Большая ошибка, сформировав на местах отряды Сибирской армии, пользоваться ими для караульной службы и для самоохраны. Для этих целей должны быть вооружены надежные граждане по указаниям комиссариатов и уполномоченных Правительства.

Приказываю начальникам гарнизонов всех городов, станций и прочих населенных мест немедленно и [во всяком случае] не позже, чем через сутки после получения этого приказа, донести мне с нарочным о числе штыков сформированных частей Сибирской армии в их районе и подготовиться к немедленному перевозу их в указанный впоследствии пункт».

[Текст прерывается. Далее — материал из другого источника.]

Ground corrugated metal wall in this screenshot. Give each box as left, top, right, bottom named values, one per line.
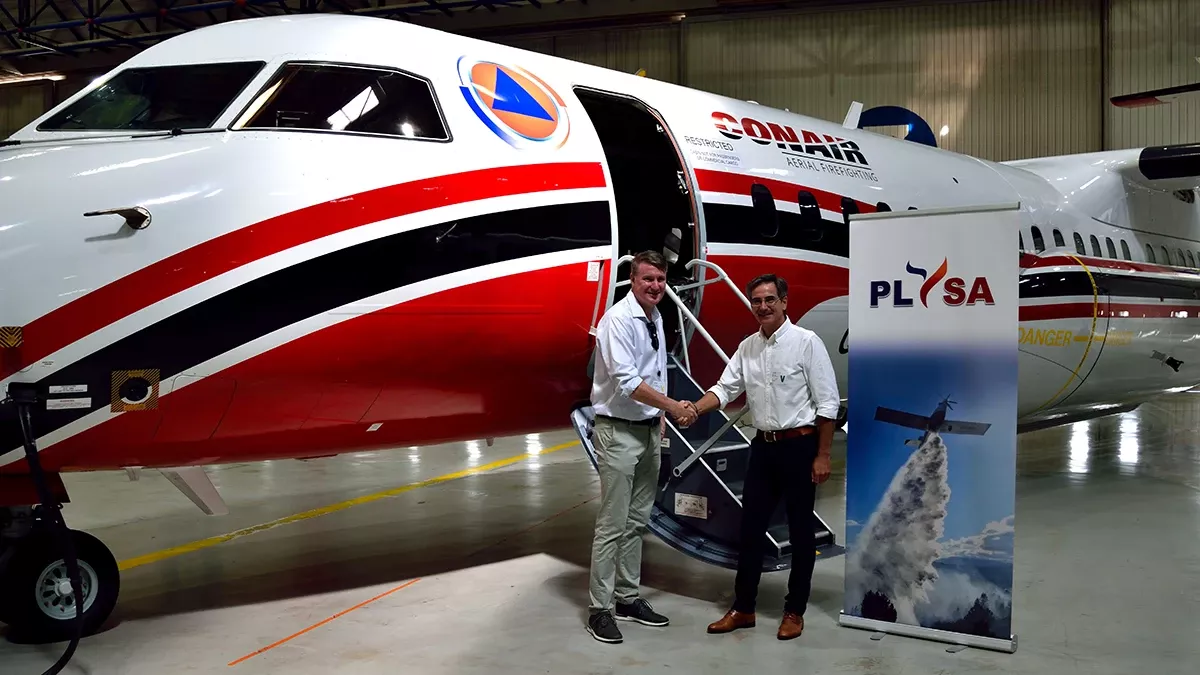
left=0, top=73, right=94, bottom=139
left=1, top=0, right=1196, bottom=160
left=0, top=82, right=51, bottom=139
left=683, top=0, right=1101, bottom=161
left=1107, top=0, right=1200, bottom=150
left=499, top=26, right=681, bottom=83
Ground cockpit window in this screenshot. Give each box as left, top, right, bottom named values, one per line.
left=38, top=62, right=265, bottom=131
left=232, top=62, right=449, bottom=141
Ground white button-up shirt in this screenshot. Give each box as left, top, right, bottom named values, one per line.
left=707, top=320, right=841, bottom=431
left=591, top=291, right=668, bottom=421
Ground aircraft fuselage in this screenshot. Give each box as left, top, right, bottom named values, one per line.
left=1, top=14, right=1198, bottom=483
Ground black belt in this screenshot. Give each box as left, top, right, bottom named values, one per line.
left=596, top=414, right=661, bottom=427
left=758, top=426, right=816, bottom=442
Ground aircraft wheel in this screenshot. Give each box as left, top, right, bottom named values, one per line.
left=1, top=530, right=120, bottom=642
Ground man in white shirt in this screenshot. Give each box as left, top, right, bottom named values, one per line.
left=688, top=273, right=840, bottom=641
left=585, top=250, right=697, bottom=644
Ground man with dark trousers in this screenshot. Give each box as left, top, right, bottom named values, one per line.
left=688, top=273, right=840, bottom=640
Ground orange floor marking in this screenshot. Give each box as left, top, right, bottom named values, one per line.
left=227, top=578, right=421, bottom=667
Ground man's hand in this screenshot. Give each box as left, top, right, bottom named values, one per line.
left=670, top=400, right=697, bottom=427
left=811, top=454, right=831, bottom=484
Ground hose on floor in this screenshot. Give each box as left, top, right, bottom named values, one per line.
left=5, top=382, right=84, bottom=675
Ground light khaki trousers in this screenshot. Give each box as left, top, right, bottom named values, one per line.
left=588, top=415, right=662, bottom=612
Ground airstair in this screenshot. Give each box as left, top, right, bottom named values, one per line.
left=570, top=257, right=844, bottom=572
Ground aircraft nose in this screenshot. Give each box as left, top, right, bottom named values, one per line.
left=0, top=135, right=227, bottom=378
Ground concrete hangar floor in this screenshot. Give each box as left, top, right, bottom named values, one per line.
left=3, top=396, right=1200, bottom=674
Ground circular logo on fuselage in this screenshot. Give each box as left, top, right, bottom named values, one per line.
left=457, top=57, right=570, bottom=149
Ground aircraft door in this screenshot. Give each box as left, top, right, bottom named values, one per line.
left=572, top=86, right=702, bottom=354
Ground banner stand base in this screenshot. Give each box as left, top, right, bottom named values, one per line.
left=838, top=612, right=1018, bottom=654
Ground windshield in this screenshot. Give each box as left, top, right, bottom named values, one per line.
left=38, top=62, right=265, bottom=131
left=234, top=63, right=449, bottom=141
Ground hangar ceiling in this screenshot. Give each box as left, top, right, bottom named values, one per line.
left=0, top=0, right=936, bottom=76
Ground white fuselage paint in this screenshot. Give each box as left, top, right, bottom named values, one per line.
left=3, top=14, right=1199, bottom=470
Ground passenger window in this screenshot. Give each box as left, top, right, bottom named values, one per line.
left=1105, top=237, right=1117, bottom=258
left=1162, top=246, right=1171, bottom=264
left=234, top=62, right=449, bottom=140
left=876, top=201, right=892, bottom=212
left=1090, top=235, right=1101, bottom=257
left=1120, top=240, right=1131, bottom=260
left=1146, top=244, right=1156, bottom=263
left=797, top=191, right=822, bottom=241
left=1031, top=226, right=1045, bottom=252
left=39, top=61, right=265, bottom=131
left=841, top=197, right=859, bottom=226
left=751, top=183, right=778, bottom=237
left=1178, top=249, right=1186, bottom=267
left=1072, top=232, right=1085, bottom=255
left=1189, top=251, right=1196, bottom=267
left=1052, top=229, right=1065, bottom=248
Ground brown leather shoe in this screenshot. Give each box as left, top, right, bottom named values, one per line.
left=707, top=609, right=756, bottom=634
left=777, top=611, right=804, bottom=640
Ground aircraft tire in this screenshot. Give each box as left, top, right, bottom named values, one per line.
left=1, top=529, right=120, bottom=643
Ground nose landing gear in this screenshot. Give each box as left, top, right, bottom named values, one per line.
left=1, top=527, right=119, bottom=643
left=1, top=382, right=120, bottom=674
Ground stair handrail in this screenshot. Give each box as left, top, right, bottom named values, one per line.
left=685, top=259, right=755, bottom=315
left=610, top=254, right=730, bottom=366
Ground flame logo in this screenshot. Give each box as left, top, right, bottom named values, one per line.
left=919, top=258, right=949, bottom=307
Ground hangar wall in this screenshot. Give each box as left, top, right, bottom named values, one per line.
left=499, top=0, right=1196, bottom=162
left=1, top=0, right=1197, bottom=160
left=1107, top=0, right=1200, bottom=150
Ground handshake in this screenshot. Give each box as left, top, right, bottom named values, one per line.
left=668, top=399, right=699, bottom=427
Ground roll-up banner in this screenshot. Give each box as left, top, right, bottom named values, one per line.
left=839, top=203, right=1021, bottom=654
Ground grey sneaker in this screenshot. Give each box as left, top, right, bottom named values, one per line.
left=616, top=598, right=670, bottom=626
left=586, top=610, right=623, bottom=643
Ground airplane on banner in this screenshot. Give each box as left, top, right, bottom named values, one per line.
left=2, top=13, right=1200, bottom=644
left=874, top=396, right=992, bottom=448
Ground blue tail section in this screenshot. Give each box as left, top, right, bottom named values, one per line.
left=859, top=106, right=937, bottom=147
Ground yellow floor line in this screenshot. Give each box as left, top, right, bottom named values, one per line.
left=118, top=440, right=581, bottom=571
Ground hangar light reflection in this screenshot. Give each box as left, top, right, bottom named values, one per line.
left=526, top=434, right=543, bottom=471
left=1118, top=416, right=1140, bottom=466
left=1069, top=422, right=1090, bottom=474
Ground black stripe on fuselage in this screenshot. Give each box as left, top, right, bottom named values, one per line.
left=703, top=202, right=850, bottom=258
left=704, top=201, right=1200, bottom=302
left=0, top=200, right=611, bottom=451
left=1021, top=269, right=1200, bottom=301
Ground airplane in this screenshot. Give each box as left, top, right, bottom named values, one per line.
left=2, top=12, right=1199, bottom=645
left=874, top=396, right=992, bottom=448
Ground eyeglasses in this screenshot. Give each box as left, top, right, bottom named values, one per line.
left=750, top=296, right=780, bottom=307
left=646, top=321, right=659, bottom=351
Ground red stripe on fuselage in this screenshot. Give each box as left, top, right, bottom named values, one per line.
left=2, top=162, right=607, bottom=380
left=693, top=168, right=878, bottom=215
left=11, top=261, right=600, bottom=473
left=1020, top=302, right=1200, bottom=321
left=1023, top=253, right=1200, bottom=277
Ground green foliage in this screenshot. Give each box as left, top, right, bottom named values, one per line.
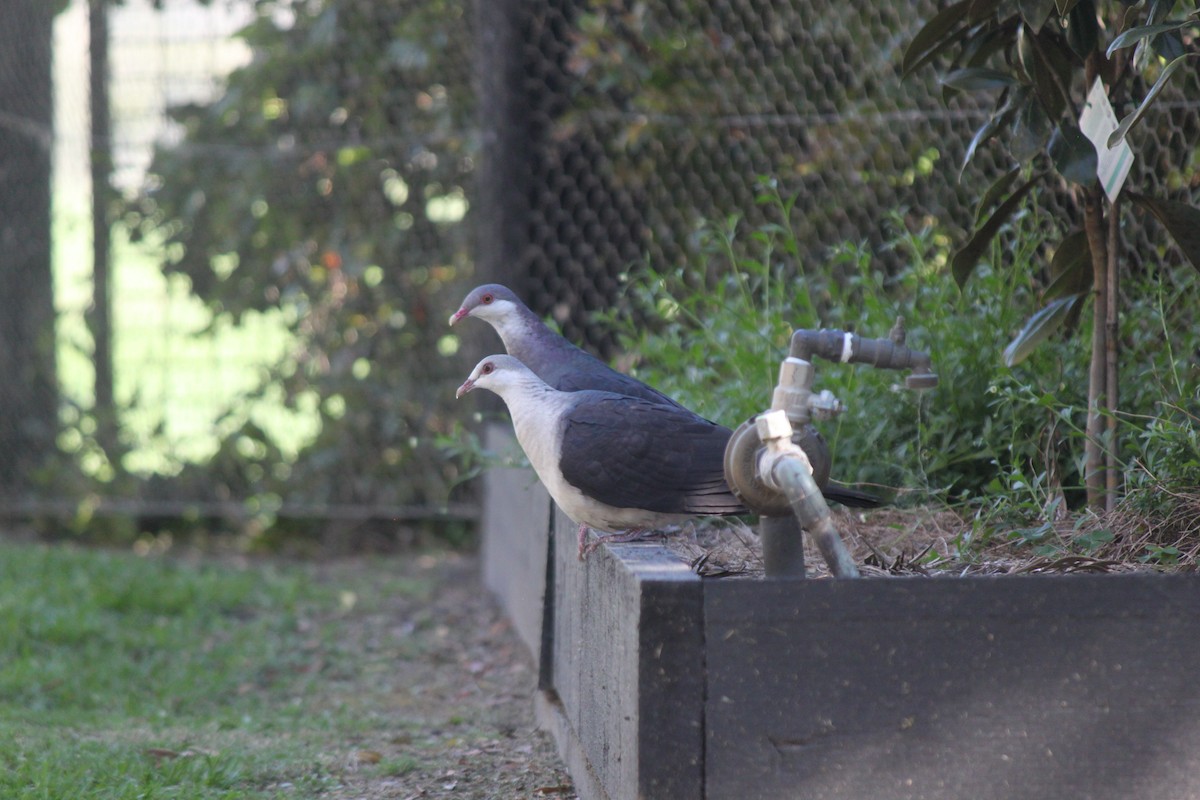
left=123, top=0, right=477, bottom=517
left=607, top=183, right=1199, bottom=512
left=904, top=0, right=1200, bottom=344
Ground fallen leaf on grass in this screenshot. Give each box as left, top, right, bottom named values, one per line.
left=144, top=747, right=214, bottom=763
left=536, top=785, right=574, bottom=795
left=144, top=747, right=183, bottom=761
left=351, top=749, right=383, bottom=765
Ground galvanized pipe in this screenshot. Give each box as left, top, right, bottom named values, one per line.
left=789, top=324, right=938, bottom=390
left=759, top=514, right=805, bottom=579
left=755, top=411, right=860, bottom=579
left=766, top=454, right=860, bottom=579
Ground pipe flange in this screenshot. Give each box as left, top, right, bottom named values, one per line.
left=723, top=416, right=831, bottom=517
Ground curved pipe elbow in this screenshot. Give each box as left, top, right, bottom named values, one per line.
left=760, top=449, right=860, bottom=580
left=789, top=327, right=938, bottom=389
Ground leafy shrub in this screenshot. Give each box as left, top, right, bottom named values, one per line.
left=607, top=182, right=1198, bottom=513
left=123, top=0, right=478, bottom=522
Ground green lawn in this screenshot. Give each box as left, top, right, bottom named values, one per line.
left=52, top=205, right=321, bottom=474
left=0, top=540, right=434, bottom=799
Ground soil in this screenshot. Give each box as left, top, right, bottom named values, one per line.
left=321, top=551, right=575, bottom=800
left=667, top=503, right=1199, bottom=579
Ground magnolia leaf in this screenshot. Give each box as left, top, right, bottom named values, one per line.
left=963, top=116, right=1003, bottom=174
left=1025, top=27, right=1072, bottom=119
left=1012, top=90, right=1052, bottom=162
left=1128, top=193, right=1200, bottom=273
left=1147, top=0, right=1177, bottom=26
left=1106, top=19, right=1198, bottom=57
left=966, top=0, right=1006, bottom=24
left=1066, top=1, right=1100, bottom=59
left=903, top=0, right=974, bottom=76
left=976, top=165, right=1023, bottom=224
left=1108, top=54, right=1199, bottom=147
left=1019, top=0, right=1057, bottom=31
left=1054, top=0, right=1080, bottom=15
left=962, top=96, right=1017, bottom=175
left=1015, top=23, right=1034, bottom=82
left=1049, top=123, right=1098, bottom=185
left=964, top=25, right=1011, bottom=68
left=1044, top=230, right=1092, bottom=299
left=1004, top=294, right=1083, bottom=367
left=941, top=67, right=1020, bottom=91
left=952, top=176, right=1040, bottom=287
left=1154, top=29, right=1187, bottom=61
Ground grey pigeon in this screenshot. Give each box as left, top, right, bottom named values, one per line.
left=450, top=283, right=879, bottom=509
left=449, top=283, right=686, bottom=410
left=456, top=355, right=745, bottom=554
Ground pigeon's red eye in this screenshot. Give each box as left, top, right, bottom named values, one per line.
left=482, top=363, right=495, bottom=375
left=481, top=293, right=494, bottom=304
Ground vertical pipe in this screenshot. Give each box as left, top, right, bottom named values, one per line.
left=470, top=0, right=532, bottom=292
left=89, top=0, right=116, bottom=454
left=760, top=514, right=805, bottom=579
left=772, top=456, right=860, bottom=579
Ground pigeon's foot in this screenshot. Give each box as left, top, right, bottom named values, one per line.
left=580, top=527, right=668, bottom=558
left=576, top=523, right=591, bottom=561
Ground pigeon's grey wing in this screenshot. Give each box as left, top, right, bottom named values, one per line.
left=557, top=395, right=744, bottom=515
left=551, top=366, right=687, bottom=410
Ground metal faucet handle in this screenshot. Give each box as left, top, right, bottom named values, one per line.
left=808, top=389, right=843, bottom=420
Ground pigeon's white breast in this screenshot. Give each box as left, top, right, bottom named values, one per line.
left=508, top=389, right=686, bottom=533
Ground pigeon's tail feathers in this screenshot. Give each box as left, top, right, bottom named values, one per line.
left=821, top=484, right=882, bottom=509
left=679, top=479, right=748, bottom=516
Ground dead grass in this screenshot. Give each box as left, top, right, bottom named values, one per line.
left=668, top=488, right=1200, bottom=580
left=315, top=552, right=576, bottom=800
left=1086, top=486, right=1200, bottom=565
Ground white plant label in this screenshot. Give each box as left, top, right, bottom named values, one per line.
left=1079, top=78, right=1135, bottom=203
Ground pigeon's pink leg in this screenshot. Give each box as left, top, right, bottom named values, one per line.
left=580, top=528, right=663, bottom=558
left=576, top=523, right=591, bottom=560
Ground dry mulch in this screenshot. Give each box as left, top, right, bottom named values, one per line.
left=320, top=552, right=575, bottom=800
left=668, top=489, right=1200, bottom=580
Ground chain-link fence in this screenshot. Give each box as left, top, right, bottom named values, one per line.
left=495, top=0, right=1200, bottom=351
left=1, top=0, right=1196, bottom=538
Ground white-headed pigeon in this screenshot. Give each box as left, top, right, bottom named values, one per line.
left=450, top=283, right=879, bottom=509
left=449, top=283, right=687, bottom=410
left=456, top=355, right=745, bottom=554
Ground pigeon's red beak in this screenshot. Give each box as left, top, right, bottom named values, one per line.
left=455, top=378, right=475, bottom=399
left=448, top=307, right=469, bottom=326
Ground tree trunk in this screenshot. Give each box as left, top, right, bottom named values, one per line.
left=1104, top=199, right=1121, bottom=512
left=0, top=0, right=58, bottom=497
left=90, top=0, right=117, bottom=456
left=1083, top=186, right=1109, bottom=511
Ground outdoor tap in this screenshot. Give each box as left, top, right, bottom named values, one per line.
left=754, top=410, right=860, bottom=579
left=789, top=317, right=939, bottom=391
left=726, top=318, right=937, bottom=579
left=724, top=354, right=838, bottom=518
left=771, top=356, right=843, bottom=425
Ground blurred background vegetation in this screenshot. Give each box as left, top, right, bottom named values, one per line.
left=2, top=0, right=1196, bottom=554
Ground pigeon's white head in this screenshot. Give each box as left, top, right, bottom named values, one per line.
left=455, top=354, right=538, bottom=399
left=448, top=283, right=523, bottom=328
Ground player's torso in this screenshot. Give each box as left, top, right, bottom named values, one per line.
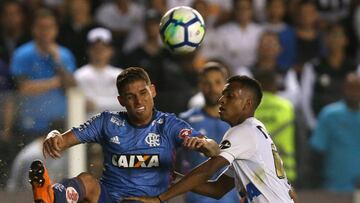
left=230, top=118, right=293, bottom=203
left=100, top=112, right=177, bottom=198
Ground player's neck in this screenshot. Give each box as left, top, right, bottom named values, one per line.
left=234, top=112, right=254, bottom=126
left=91, top=61, right=108, bottom=69
left=127, top=111, right=154, bottom=127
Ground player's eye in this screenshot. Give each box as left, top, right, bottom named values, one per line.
left=126, top=95, right=134, bottom=100
left=140, top=90, right=147, bottom=96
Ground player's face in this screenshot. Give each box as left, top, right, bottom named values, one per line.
left=258, top=34, right=281, bottom=61
left=267, top=0, right=285, bottom=20
left=200, top=71, right=226, bottom=107
left=88, top=42, right=113, bottom=64
left=218, top=82, right=251, bottom=126
left=118, top=80, right=156, bottom=126
left=33, top=16, right=58, bottom=45
left=234, top=0, right=253, bottom=25
left=298, top=3, right=318, bottom=27
left=344, top=75, right=360, bottom=105
left=326, top=26, right=347, bottom=51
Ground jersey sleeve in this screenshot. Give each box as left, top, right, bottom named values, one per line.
left=224, top=166, right=235, bottom=178
left=61, top=48, right=76, bottom=72
left=219, top=127, right=257, bottom=164
left=310, top=109, right=331, bottom=152
left=72, top=112, right=105, bottom=143
left=166, top=115, right=201, bottom=146
left=11, top=49, right=30, bottom=77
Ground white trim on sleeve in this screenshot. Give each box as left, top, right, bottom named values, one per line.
left=219, top=151, right=236, bottom=164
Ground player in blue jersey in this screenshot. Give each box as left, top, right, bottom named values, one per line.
left=177, top=62, right=239, bottom=203
left=29, top=67, right=219, bottom=203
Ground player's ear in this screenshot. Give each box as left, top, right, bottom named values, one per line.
left=243, top=98, right=252, bottom=111
left=117, top=95, right=125, bottom=106
left=150, top=84, right=156, bottom=98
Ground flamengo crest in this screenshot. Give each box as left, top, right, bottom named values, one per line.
left=145, top=133, right=160, bottom=147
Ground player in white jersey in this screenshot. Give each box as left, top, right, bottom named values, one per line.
left=125, top=75, right=296, bottom=203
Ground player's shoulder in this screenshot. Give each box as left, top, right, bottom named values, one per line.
left=269, top=94, right=294, bottom=111
left=230, top=117, right=264, bottom=136
left=13, top=41, right=35, bottom=57
left=319, top=101, right=347, bottom=118
left=155, top=110, right=177, bottom=121
left=107, top=65, right=123, bottom=74
left=58, top=45, right=74, bottom=57
left=156, top=110, right=190, bottom=127
left=222, top=119, right=259, bottom=147
left=95, top=110, right=126, bottom=120
left=74, top=64, right=93, bottom=76
left=179, top=108, right=202, bottom=120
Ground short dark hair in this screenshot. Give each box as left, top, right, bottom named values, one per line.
left=32, top=8, right=57, bottom=26
left=266, top=0, right=286, bottom=7
left=199, top=61, right=229, bottom=80
left=116, top=67, right=151, bottom=95
left=227, top=75, right=263, bottom=108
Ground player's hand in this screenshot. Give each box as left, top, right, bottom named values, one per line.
left=289, top=189, right=297, bottom=203
left=43, top=130, right=63, bottom=159
left=55, top=67, right=76, bottom=89
left=183, top=136, right=206, bottom=150
left=199, top=139, right=220, bottom=157
left=47, top=44, right=61, bottom=63
left=122, top=196, right=160, bottom=203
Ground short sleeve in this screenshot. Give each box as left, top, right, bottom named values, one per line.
left=219, top=128, right=257, bottom=164
left=61, top=48, right=76, bottom=72
left=10, top=49, right=30, bottom=77
left=72, top=112, right=105, bottom=143
left=166, top=115, right=201, bottom=146
left=310, top=110, right=331, bottom=152
left=224, top=166, right=235, bottom=178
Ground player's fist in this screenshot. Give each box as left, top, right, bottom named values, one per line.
left=200, top=139, right=220, bottom=157
left=183, top=136, right=206, bottom=149
left=43, top=130, right=63, bottom=159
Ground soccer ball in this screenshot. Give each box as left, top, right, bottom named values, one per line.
left=159, top=6, right=206, bottom=54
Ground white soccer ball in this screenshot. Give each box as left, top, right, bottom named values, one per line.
left=159, top=6, right=206, bottom=54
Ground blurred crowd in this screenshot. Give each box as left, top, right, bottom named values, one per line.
left=0, top=0, right=359, bottom=196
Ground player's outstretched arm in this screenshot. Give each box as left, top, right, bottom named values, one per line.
left=125, top=156, right=230, bottom=203
left=190, top=173, right=235, bottom=199
left=171, top=170, right=234, bottom=199
left=43, top=129, right=80, bottom=159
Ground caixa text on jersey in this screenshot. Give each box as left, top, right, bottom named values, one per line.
left=111, top=154, right=160, bottom=168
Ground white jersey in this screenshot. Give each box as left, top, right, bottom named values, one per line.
left=219, top=117, right=293, bottom=203
left=74, top=64, right=125, bottom=116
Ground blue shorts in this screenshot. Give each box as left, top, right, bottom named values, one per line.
left=98, top=182, right=117, bottom=203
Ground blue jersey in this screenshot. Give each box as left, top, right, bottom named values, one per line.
left=11, top=41, right=76, bottom=132
left=72, top=110, right=200, bottom=201
left=179, top=108, right=239, bottom=203
left=311, top=101, right=360, bottom=192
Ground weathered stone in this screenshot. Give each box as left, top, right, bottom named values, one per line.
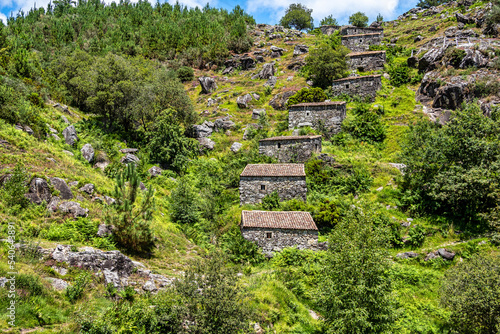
left=192, top=121, right=214, bottom=138
left=79, top=183, right=95, bottom=195
left=264, top=76, right=277, bottom=88
left=50, top=177, right=73, bottom=200
left=62, top=125, right=78, bottom=146
left=45, top=277, right=69, bottom=291
left=47, top=196, right=60, bottom=213
left=198, top=77, right=217, bottom=94
left=339, top=25, right=384, bottom=36
left=418, top=47, right=446, bottom=73
left=240, top=56, right=256, bottom=70
left=424, top=251, right=439, bottom=261
left=341, top=33, right=382, bottom=52
left=119, top=148, right=138, bottom=154
left=27, top=177, right=52, bottom=205
left=293, top=45, right=309, bottom=56
left=148, top=166, right=162, bottom=177
left=331, top=75, right=382, bottom=101
left=456, top=12, right=475, bottom=25
left=396, top=252, right=419, bottom=259
left=269, top=91, right=297, bottom=110
left=230, top=142, right=243, bottom=153
left=288, top=101, right=346, bottom=135
left=237, top=94, right=254, bottom=108
left=81, top=144, right=94, bottom=163
left=252, top=109, right=266, bottom=120
left=414, top=35, right=423, bottom=42
left=198, top=137, right=215, bottom=150
left=438, top=248, right=455, bottom=260
left=51, top=134, right=61, bottom=141
left=259, top=135, right=322, bottom=163
left=62, top=150, right=74, bottom=156
left=58, top=201, right=88, bottom=218
left=120, top=153, right=140, bottom=164
left=214, top=117, right=235, bottom=131
left=94, top=152, right=110, bottom=171
left=348, top=51, right=386, bottom=71
left=139, top=182, right=147, bottom=191
left=61, top=115, right=70, bottom=124
left=23, top=125, right=34, bottom=135
left=142, top=280, right=158, bottom=292
left=253, top=93, right=260, bottom=101
left=287, top=60, right=305, bottom=71
left=97, top=224, right=114, bottom=237
left=320, top=25, right=340, bottom=35
left=104, top=196, right=116, bottom=205
left=243, top=124, right=263, bottom=140
left=459, top=49, right=489, bottom=69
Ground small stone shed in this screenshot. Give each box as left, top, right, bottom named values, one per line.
left=341, top=33, right=382, bottom=52
left=331, top=75, right=382, bottom=101
left=339, top=25, right=384, bottom=37
left=259, top=135, right=322, bottom=163
left=241, top=210, right=318, bottom=254
left=347, top=50, right=386, bottom=72
left=288, top=101, right=346, bottom=134
left=239, top=164, right=307, bottom=205
left=320, top=25, right=340, bottom=35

Немаловажно также, что Гришин-Алмазов начинает заботиться о подборе квалифицированных помощников: если его первый приказ скрепил «за Начальника Штаба Штабс-Капитан Фризель», то со 2 июня назначенного в свое время Краковецким «уполномоченного» сменяет Генерального Штаба полковник П. А. Белов, офицер с большим опытом штабной работы в годы Мировой войны. Очевидно, Алексей Николаевич не разделял взглядов генерала Флуга (да и одного ли его?!) на бесперспективность борьбы теми силами, которые сможет дать Сибирь. Более того, примечательно, что в процитированных приказах и воззваниях ни разу не упоминается иностранная помощь или какие-либо союзники – даже чехословаки, в эти дни действительно сражавшиеся против большевиков плечом к плечу с отрядами молодой Сибирской Армии. Ставка прежде всего на собственные силы, осознание борьбы как широкомасштабной, едва ли не тотальной (вооружение «надежных граждан» для поддержания порядка в тылу), дисциплинированная армия, не «самоохрана», а серьезные боевые действия «ударной группою войск» – такой представляется «программа» Гришина-Алмазова с первых же дней антисоветских восстаний, и совсем не удивительно, что ему вскоре было доверено руководить и всей Армией, и военным министерством.